It's unknown exactly how many bobcats are in Cherokee and throughout the state, Womack added.
"They are not a rare animal," he said.
Cherokee County Chief Marshal Ray Waters said his office received no calls about bobcats last year and only has received one so far this year.
The caller spotted the animal near the county administration building on Bluffs Parkway in Canton.
Waters said it's not clear if the same bobcat was spotted in both places as the sightings were at least 10 miles apart.
If bobcats aren't causing any immediate danger, Waters said his officers usually direct residents to call the DNR's Wildlife Resources Division to report the sighting.
"If the animal is acting aggressive or sick, an animal control officer would be dispatched to the location to remove the animal, if possible," he added.

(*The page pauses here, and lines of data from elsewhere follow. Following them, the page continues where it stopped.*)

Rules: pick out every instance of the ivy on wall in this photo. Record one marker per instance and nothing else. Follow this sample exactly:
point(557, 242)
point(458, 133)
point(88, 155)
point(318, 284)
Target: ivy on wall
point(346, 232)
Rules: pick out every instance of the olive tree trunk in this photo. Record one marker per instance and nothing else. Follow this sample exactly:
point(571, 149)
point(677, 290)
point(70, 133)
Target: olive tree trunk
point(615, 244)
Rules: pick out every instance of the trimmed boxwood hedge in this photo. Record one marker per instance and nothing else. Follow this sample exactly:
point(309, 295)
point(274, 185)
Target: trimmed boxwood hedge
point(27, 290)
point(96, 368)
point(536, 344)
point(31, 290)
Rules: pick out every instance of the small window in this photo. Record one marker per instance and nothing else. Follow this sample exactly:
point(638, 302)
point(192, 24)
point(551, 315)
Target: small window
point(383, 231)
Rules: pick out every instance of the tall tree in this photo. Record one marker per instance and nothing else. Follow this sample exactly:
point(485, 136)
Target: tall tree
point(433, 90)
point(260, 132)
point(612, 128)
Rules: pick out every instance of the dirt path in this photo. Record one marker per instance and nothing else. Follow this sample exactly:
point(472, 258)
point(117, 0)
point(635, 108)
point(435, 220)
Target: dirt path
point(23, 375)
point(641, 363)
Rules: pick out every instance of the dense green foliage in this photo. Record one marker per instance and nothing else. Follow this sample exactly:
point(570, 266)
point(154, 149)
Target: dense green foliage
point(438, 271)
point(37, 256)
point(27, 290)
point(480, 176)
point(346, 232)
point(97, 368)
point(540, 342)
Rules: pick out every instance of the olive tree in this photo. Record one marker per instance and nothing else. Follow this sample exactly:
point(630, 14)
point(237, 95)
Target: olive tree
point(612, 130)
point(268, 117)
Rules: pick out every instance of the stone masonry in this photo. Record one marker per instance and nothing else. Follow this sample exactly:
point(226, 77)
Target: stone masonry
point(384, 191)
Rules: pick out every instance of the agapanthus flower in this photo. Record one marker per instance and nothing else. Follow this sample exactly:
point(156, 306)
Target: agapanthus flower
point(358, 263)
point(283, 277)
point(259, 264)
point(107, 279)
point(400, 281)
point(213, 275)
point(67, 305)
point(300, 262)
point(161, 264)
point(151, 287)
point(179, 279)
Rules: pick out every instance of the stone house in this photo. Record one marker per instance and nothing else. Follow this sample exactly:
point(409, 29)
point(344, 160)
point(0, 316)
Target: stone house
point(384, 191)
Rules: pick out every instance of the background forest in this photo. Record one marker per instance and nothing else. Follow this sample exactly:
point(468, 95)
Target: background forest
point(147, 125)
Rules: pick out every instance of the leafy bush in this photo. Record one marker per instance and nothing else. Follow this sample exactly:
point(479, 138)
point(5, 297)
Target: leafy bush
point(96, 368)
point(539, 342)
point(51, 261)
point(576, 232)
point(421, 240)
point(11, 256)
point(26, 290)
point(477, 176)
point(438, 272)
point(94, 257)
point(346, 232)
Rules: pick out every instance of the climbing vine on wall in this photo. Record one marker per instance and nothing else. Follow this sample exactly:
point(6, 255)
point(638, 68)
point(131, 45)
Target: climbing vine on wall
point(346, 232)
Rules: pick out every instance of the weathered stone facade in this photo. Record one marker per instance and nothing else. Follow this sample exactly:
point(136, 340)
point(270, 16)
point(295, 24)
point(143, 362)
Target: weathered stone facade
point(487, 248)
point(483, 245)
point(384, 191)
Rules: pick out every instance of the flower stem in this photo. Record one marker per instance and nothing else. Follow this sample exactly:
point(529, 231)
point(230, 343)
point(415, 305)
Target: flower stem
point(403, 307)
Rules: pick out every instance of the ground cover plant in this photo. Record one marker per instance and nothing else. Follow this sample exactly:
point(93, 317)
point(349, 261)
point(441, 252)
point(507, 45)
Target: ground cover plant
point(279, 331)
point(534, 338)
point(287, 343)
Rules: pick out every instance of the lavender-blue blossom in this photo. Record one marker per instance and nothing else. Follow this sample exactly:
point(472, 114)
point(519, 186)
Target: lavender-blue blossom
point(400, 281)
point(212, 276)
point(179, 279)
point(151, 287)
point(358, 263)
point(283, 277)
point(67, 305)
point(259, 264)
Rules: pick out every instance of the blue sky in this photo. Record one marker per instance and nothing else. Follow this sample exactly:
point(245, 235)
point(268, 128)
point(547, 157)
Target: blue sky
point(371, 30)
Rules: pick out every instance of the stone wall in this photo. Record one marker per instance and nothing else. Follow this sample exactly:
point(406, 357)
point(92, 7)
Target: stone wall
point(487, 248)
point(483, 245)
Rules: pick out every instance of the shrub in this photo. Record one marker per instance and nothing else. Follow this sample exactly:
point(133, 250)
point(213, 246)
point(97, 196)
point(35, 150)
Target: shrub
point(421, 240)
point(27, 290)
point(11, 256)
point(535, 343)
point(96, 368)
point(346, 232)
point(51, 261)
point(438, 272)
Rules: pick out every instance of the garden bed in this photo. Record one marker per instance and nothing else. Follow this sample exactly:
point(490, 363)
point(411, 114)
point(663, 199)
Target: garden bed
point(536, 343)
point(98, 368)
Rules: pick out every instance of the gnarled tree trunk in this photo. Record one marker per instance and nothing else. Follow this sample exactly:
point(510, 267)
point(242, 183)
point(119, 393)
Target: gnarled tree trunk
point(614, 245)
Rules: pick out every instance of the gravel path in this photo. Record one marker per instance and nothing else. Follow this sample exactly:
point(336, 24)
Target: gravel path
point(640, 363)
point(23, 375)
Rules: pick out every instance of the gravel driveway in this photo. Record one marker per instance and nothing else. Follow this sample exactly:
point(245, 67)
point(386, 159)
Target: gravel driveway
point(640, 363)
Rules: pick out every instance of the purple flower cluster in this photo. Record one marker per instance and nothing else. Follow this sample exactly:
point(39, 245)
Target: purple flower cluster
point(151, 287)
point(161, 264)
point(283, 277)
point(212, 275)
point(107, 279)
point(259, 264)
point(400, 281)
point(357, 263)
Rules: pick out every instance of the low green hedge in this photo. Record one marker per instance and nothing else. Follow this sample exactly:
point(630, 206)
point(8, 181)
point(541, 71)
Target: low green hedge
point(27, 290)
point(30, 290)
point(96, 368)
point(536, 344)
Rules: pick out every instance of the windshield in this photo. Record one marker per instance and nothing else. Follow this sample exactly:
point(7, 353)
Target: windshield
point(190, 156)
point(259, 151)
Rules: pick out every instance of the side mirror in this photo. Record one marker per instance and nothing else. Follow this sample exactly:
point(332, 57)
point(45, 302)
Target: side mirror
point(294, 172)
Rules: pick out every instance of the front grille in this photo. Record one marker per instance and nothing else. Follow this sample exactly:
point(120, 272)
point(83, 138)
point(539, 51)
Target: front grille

Womack said bobcats are hard to spot because they usually hunt between dusk and dawn. They usually seek out smaller prey such as birds, mice and rabbits.
The breeding season of a bobcat can begin as early as January and typically runs through March, Womack said. Residents, he said, during this period will see more bobcats and other wild animals such as foxes and skunks.
Womack said the animal does not pose a huge danger to the community as bobcats largely are solitary and secretive animals that will not attempt to interact with humans.
"We are lucky to catch a glimpse of one," he said.
However, Womack said residents should not leave their pets, food or trash outside, as it will attract bobcats and other feral animals.
Daniel said he's made his neighbors aware of the situation, and they also are taking precautions
"I will watch my dog more closely now," he said.